Près de 6500 personnes ont participé au Carnaval de La Plaine
Près de 6500 personnes ont participé au Carnaval de La Plaine - Mathilde Ceilles / 20 Minutes

« Je veux être en boîte »

« Je veux être en boîte », peut-on lire ainsi sur une pancarte. Un peu plus loin, une jeune fille défile avec, sur son masque, une inscription claire : « Rendez-nous la teuf. » « La fête, ça nous manque, justifie Antonia. Il y en a marre de toutes ces lois liberticides, cette politique pleine d’incohérences à mon sens. On remplit des trains, et moi qui travaille comme danseuse dans une compagnie, on m’empêche de travailler. C’est scandaleux. Ça fait plaisir de se retrouver sous ce beau soleil, pour célébrer le printemps. Il y a tous les ingrédients pour une belle journée ! »

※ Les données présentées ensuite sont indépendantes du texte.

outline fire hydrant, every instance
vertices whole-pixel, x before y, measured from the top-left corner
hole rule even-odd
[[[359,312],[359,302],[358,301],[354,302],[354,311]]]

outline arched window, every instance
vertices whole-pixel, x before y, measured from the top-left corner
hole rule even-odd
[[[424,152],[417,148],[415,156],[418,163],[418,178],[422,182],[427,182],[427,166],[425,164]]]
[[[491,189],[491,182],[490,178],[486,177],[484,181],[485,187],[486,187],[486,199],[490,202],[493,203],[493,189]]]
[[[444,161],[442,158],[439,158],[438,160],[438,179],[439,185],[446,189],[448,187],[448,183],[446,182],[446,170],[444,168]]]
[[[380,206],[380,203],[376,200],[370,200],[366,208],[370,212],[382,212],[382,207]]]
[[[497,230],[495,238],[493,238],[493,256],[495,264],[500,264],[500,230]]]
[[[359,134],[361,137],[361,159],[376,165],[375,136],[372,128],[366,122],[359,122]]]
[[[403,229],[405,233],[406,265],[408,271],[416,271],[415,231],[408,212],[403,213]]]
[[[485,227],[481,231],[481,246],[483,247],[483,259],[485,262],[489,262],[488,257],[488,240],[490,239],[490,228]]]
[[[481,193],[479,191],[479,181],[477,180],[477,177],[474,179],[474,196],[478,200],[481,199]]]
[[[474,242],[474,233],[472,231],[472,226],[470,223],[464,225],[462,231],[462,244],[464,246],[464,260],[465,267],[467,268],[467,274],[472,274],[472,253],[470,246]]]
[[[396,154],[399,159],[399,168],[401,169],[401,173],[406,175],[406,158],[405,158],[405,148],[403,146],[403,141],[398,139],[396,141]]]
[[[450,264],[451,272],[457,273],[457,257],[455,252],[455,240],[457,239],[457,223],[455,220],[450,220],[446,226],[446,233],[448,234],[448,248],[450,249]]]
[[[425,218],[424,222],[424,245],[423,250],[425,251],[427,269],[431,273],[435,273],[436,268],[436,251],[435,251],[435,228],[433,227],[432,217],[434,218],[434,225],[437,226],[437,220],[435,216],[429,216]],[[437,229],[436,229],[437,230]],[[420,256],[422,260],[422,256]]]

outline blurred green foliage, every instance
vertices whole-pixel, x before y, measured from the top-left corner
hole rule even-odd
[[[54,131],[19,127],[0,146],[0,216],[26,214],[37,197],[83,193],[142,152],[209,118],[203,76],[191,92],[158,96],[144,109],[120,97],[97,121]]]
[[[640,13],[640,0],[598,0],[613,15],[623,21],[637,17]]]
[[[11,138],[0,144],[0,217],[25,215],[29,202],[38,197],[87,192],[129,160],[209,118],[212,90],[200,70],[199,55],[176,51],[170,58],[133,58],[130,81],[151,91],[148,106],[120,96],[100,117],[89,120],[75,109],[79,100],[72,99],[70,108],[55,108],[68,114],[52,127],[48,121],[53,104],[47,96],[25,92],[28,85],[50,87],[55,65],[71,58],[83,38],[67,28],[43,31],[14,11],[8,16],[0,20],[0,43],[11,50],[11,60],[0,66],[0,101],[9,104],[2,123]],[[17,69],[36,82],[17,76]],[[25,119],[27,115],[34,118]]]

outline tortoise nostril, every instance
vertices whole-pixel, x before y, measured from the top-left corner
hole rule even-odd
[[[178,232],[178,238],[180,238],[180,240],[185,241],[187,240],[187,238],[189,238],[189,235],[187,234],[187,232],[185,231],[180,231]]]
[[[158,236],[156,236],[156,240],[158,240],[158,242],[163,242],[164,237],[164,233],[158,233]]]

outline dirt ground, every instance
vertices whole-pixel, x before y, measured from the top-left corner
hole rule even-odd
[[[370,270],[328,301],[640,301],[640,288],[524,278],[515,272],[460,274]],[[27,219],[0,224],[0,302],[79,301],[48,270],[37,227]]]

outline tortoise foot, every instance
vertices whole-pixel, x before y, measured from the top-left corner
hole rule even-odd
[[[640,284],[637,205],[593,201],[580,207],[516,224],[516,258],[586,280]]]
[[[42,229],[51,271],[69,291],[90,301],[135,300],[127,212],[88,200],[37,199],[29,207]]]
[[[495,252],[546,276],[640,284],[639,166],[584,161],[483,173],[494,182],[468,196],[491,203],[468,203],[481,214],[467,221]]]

Entre deux morceaux, un musicien crie : « N’oubliez pas de faire la fête ! C’est important ! » Haïfa se déhanche au rythme des percussions. « Ça fait tellement longtemps qu’on n’a pas écouté comme ça un concert, en live, s’enthousiasme-t-elle. On revit » « Ils nous ont dit de nous confiner tous dehors, ironise Fred. Eh bien voilà, on les écoute ! » « Je ne me sens pas irresponsable de participer à ce carnaval, car je ne crois pas que ce soit le peuple qui soit responsable de cette pandémie et de sa gestion », tacle Clara.

« Je n’ai pas vu autant de monde depuis près de quatre mois »

Perchées sur un petit muret pour mieux voir la foule épaisse qui s’offre à elles, Malo et Anaïs n’en reviennent pas. Les deux copines, originaires de Paris, sont venues se confiner à Marseille et vivent là leur premier carnaval de La Plaine. « Je n’ai pas vu autant de monde depuis près de quatre mois, constate avec une pointe d’amertume Anaïs. C’est dingue. » « Franchement, ça fait chaud au cœur de pouvoir faire la fête, abonde Malo. Enfin pouvoir participer à un truc qui nous rassemble tous ! »

Un enthousiasme que ne partage pas la préfecture de police des Bouches-du-Rhône. « Ni déclaration en préfecture, ni masques, ni distanciation physique, s’agace la préfète dans un tweet. Irresponsabilité totale des participants au carnaval de La Plaine en pleine crise sanitaire. » Les carnavaliers ont été dispersés à partir de 18 h 30, selon une déclaration de la préfecture de police. Une personne a été interpellée pour jets de projectile à l’heure où ces lignes sont écrites.